Two decades after leaving state politics, Gustafson, a former state House speaker from Fort Lauderdale (1988-90), is running for a legislative seat in Palm Beach County. Democrats chose him to replace a candidate who dropped out in July for family reasons.
Gustafson is taking on an incumbent, Rep. Bill Hager, R-Boca Raton, in a coastal district where Republicans have a slight advantage over Democrats.
If Gustafson wins, it will speak volumes about how far Democrats have strayed off-course in Florida.
One of the party’s most glaring deficiencies is its lack of bench strength, the result of too little effort developing a new generation of leaders.
Gustafson is a University of Florida law graduate with a keen intellect who would bring much-needed historical perspective in today’s revolving-door state House.
In the 1980s, he advocated a more thoughtful strategy to deal with troubled teens rather than warehousing them and creating the next generation of criminals. He has spent the past decade in academia in South Florida, focusing on the oceans and transportation.

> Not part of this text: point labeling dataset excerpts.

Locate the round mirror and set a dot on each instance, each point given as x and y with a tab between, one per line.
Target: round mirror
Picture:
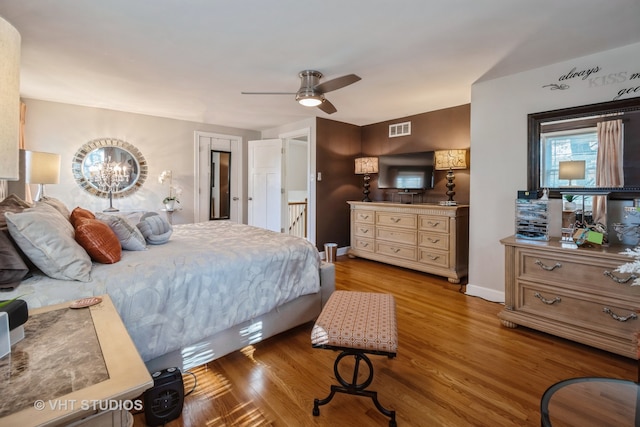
102	166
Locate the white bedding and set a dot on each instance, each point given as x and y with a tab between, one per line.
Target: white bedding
208	277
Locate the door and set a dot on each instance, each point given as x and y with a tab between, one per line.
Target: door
265	203
218	177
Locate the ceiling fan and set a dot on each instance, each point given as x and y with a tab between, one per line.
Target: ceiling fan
311	92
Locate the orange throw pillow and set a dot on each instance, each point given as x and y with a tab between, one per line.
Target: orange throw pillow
100	242
79	214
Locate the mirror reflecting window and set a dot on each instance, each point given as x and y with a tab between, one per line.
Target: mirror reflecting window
581	134
220	185
105	165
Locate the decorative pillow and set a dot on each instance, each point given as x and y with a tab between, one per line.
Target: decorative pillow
131	239
155	229
78	214
47	239
99	241
56	204
12	268
11	203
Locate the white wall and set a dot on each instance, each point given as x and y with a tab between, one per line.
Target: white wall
499	110
165	144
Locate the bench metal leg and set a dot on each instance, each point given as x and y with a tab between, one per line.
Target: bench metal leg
353	387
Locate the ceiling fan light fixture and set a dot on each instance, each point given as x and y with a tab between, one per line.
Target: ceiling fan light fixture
310	101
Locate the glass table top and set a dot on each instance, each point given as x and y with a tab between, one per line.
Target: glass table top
591	402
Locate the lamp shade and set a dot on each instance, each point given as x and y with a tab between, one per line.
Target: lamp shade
573	169
9	100
366	165
42	168
451	159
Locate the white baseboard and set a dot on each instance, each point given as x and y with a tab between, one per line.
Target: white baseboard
485	293
341	251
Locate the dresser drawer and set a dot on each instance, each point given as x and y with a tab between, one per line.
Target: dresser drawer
579	309
433	240
364	230
434	257
586	273
433	223
397	235
397	220
362	216
364	244
395	250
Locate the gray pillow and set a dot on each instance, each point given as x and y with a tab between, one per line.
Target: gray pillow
12	267
56	204
155	229
47	238
130	237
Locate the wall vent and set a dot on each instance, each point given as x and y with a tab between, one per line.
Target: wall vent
400	129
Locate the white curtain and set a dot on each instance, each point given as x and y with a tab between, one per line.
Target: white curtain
609	166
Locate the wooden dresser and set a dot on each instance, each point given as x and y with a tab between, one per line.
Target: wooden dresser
572	292
424	237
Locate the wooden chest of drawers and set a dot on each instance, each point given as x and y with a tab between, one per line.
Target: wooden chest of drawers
425	237
574	293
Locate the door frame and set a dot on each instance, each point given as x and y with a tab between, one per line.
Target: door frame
196	169
311	175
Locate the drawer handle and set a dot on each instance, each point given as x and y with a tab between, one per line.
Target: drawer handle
546	267
619	279
547	301
619	318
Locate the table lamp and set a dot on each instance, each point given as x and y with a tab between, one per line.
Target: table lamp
41	168
573	169
449	160
366	166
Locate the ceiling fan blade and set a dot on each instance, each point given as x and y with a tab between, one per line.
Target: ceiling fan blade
268	93
327	107
337	83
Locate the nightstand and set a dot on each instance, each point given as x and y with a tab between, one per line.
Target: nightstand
74	365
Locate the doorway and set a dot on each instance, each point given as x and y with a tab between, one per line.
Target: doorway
218	177
300	171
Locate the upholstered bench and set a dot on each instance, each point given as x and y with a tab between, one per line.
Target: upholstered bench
357	324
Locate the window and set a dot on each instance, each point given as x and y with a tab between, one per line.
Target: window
556	147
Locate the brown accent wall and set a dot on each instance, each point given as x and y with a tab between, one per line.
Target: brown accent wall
337	145
435	130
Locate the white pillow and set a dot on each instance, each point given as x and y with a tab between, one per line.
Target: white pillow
131	239
47	238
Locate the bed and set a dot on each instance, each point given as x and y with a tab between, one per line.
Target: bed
212	288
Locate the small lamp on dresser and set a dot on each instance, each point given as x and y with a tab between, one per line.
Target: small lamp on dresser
449	160
572	169
366	166
41	168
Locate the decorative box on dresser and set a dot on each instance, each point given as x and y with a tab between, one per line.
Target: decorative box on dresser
424	237
572	292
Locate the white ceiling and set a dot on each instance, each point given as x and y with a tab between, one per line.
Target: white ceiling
190	59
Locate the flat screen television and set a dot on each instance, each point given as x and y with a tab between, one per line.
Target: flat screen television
408	171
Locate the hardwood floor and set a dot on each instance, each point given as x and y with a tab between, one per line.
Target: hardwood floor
456	366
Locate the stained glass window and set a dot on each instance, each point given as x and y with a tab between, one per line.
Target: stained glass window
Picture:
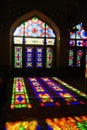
18	57
49	57
78	43
32	40
39	57
79	55
71	57
29	57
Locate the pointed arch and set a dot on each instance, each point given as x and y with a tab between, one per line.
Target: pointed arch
43	18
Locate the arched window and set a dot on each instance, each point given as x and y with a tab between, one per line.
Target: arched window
33	43
78	46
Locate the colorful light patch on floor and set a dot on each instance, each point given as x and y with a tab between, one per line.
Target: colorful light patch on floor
44	97
64	123
69	98
20	98
67	123
70	87
22	125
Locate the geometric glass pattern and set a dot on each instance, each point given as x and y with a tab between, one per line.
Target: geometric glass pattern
18	40
49	57
18	57
19	30
29	57
86	65
72	42
49	32
41	93
50	41
70	87
82	43
80	34
29	33
22	125
68	98
79	56
20	98
71	57
78	40
34	41
39	57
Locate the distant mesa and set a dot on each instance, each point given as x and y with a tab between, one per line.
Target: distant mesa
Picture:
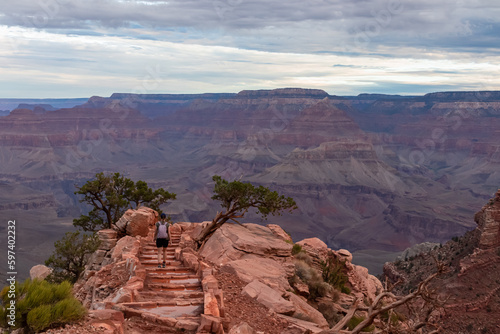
37	108
285	92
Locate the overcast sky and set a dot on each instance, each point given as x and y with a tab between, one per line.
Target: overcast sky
81	48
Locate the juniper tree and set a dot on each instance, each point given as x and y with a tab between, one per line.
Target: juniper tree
111	195
237	198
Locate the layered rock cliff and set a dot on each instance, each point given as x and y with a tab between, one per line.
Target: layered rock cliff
470	287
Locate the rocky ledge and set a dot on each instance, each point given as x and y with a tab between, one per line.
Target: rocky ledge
240	281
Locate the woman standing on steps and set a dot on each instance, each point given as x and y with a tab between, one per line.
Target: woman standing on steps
162	236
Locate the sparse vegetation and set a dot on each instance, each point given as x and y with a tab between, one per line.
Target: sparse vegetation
238	197
41	305
111	195
70	256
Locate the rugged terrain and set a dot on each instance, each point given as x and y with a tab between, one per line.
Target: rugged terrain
373	173
471	287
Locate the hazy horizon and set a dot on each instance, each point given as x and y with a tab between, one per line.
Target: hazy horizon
61	48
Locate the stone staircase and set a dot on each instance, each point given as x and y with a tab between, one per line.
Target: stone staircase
172	298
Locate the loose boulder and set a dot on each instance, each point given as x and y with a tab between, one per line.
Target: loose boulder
268	297
136	222
40	272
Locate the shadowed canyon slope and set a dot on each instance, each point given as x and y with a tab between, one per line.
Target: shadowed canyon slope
373	174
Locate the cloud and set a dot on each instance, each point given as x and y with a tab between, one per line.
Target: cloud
97	47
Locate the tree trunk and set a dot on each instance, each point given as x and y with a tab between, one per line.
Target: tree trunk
211	227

He was exceptionally long-winded and had a scattershot style that earned him the nickname “Whirlybird.” Lobbyists mockingly wore beanies on his final night as speaker.
He is a walking, talking (constantly talking) political time capsule.

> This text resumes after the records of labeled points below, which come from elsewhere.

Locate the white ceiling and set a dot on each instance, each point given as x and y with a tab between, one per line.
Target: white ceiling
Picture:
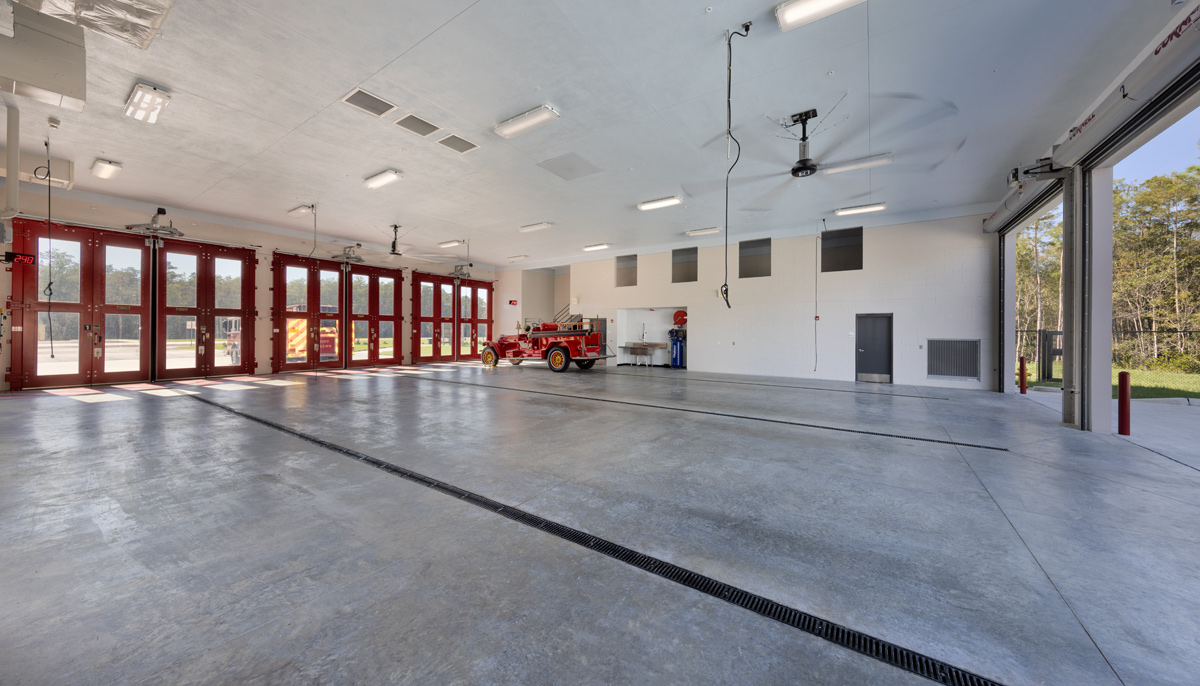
959	90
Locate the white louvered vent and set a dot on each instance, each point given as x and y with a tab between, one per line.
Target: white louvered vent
418	125
954	359
367	102
457	144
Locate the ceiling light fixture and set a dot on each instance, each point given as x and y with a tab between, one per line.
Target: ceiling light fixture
105	169
147	103
799	12
659	203
527	121
382	179
856	164
861	209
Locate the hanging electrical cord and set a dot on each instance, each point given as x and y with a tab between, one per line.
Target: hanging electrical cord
729	133
48	292
816	284
313	210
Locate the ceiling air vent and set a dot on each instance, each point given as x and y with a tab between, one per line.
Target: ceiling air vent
367	102
457	144
418	125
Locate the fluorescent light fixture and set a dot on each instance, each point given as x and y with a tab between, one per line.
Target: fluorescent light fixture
527	121
382	179
799	12
105	169
856	164
659	203
147	103
861	209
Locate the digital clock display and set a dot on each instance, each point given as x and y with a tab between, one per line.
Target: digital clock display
19	258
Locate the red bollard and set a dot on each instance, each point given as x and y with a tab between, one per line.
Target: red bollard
1123	403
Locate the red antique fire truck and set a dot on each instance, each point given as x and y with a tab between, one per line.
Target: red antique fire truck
582	341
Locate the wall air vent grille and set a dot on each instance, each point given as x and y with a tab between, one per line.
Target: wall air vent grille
367	102
954	359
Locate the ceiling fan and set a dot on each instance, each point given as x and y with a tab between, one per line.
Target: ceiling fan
399	250
804	164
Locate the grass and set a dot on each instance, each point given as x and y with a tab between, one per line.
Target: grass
1143	383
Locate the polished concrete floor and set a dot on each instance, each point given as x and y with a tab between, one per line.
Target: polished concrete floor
149	537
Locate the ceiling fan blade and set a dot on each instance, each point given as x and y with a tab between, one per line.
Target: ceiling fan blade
715	185
767	200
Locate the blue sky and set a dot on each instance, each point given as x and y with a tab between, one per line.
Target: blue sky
1173	150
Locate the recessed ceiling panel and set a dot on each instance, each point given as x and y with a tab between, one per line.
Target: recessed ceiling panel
457	144
367	102
569	167
417	125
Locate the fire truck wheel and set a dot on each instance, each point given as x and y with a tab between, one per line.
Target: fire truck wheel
490	357
558	359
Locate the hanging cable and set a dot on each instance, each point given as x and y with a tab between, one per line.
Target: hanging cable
48	292
729	133
816	284
313	210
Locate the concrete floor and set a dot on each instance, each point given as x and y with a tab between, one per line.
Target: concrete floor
150	537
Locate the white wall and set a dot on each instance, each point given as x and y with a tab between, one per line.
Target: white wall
507	317
562	288
936	278
538	290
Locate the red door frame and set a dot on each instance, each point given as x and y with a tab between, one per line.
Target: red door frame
474	317
91	308
315	340
454	318
373	316
205	310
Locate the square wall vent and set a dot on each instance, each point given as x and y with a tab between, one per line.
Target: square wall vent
457	144
418	125
367	102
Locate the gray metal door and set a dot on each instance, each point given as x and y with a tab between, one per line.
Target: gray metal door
874	344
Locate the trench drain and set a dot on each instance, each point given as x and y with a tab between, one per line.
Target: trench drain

“Gustafson is very smart,” says J.M. (Mac) Stipanovich, a lobbyist who worked in the governor’s office in those days. “But converting that logically into effective leadership overwhelmed him.”

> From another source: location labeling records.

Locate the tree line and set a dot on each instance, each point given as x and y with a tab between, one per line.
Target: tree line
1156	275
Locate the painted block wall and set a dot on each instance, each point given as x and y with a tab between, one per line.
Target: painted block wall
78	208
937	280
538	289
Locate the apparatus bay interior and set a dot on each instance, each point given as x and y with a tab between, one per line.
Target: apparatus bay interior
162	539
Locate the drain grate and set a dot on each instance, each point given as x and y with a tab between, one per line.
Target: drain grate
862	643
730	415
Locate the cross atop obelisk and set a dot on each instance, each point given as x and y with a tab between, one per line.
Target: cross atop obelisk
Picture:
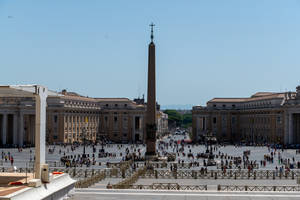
151	100
152	25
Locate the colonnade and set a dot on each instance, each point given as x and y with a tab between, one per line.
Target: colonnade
13	131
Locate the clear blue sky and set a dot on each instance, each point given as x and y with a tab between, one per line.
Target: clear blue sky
205	49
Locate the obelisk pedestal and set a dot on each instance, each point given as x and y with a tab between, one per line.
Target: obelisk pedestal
151	102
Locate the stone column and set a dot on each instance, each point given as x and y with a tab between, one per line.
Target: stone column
4	128
21	130
15	129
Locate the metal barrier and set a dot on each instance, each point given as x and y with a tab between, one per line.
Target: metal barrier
130	180
258	188
166	186
218	174
90	181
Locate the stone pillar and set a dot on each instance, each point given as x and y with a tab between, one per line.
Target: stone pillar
41	94
21	130
15	129
4	128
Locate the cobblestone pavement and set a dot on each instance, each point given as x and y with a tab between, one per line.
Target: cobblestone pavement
103	194
257	153
216	182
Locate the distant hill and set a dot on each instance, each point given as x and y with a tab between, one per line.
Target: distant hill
177	107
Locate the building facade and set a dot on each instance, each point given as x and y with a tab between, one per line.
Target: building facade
122	120
265	117
72	118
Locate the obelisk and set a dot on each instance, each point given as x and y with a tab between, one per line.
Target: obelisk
151	101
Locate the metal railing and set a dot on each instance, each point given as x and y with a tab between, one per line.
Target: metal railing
258	188
218	174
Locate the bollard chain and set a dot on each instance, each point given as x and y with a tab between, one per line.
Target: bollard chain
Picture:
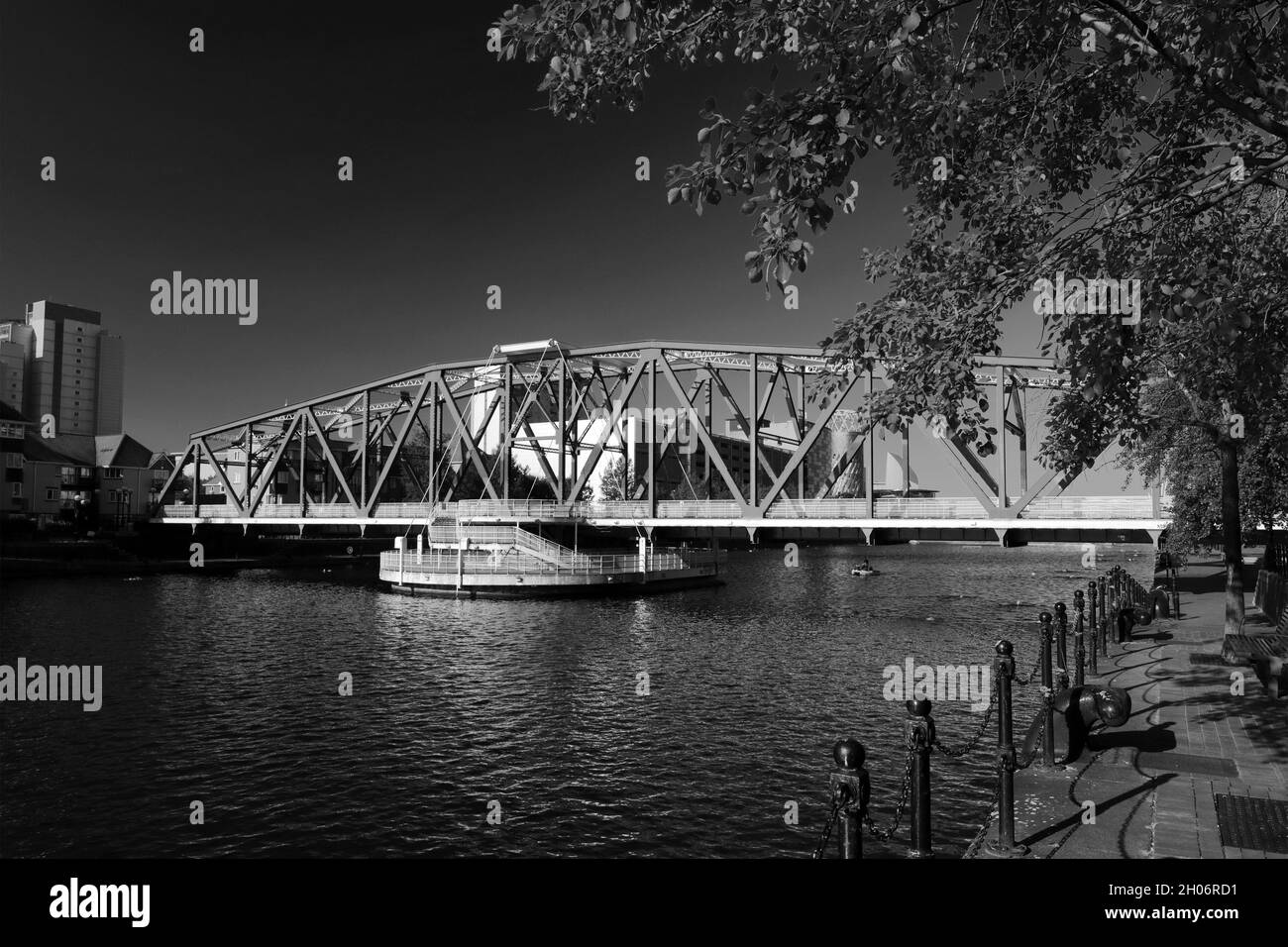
974	741
838	797
1037	667
1037	744
903	800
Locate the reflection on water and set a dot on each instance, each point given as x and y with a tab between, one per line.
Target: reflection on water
224	689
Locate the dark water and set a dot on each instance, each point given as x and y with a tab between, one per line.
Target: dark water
224	689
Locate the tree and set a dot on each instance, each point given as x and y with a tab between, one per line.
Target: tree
618	480
1034	138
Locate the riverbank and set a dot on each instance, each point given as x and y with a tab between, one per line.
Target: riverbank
1199	771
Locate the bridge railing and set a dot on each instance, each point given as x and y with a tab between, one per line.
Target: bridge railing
1090	508
439	562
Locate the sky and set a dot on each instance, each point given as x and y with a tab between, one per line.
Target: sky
223	165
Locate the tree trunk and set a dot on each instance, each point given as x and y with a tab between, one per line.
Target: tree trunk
1232	535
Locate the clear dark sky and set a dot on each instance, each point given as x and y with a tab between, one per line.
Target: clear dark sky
223	165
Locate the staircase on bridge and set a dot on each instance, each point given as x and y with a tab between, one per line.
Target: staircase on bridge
502	540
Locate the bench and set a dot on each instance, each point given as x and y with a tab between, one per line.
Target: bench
1266	654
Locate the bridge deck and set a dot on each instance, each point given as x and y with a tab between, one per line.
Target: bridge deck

Gustafson, 62, was first elected to the House in 1976, three years before incoming Speaker Will Weatherford of Wesley Chapel was born.
“I was a kid in a hurry. I was all business, and I wasn’t socially adept,” Gustafson says of his previous political life.
To secure his once-shaky speakership against the threat of a bipartisan coup, he rewarded six Cuban-American lawmakers from Miami-Dade with prime committee assignments, bypassing some Democrats in the process.
In 1990, Gustafson was the lieutenant governor running mate of Bill Nelson, who ran for governor that year but lost the Democratic primary to Chiles, who defeated Republican Gov. Bob Martinez.
If elected in November, Gustafson hopes to be part of a bipartisan consensus to focus on long-term issues, such as protecting the state’s land and water and improving Florida’s economy.
“Change isn’t bad. I’m not an advocate that any one party should control the state forever,” he says. “People vote for what they want, and they get what they vote for.”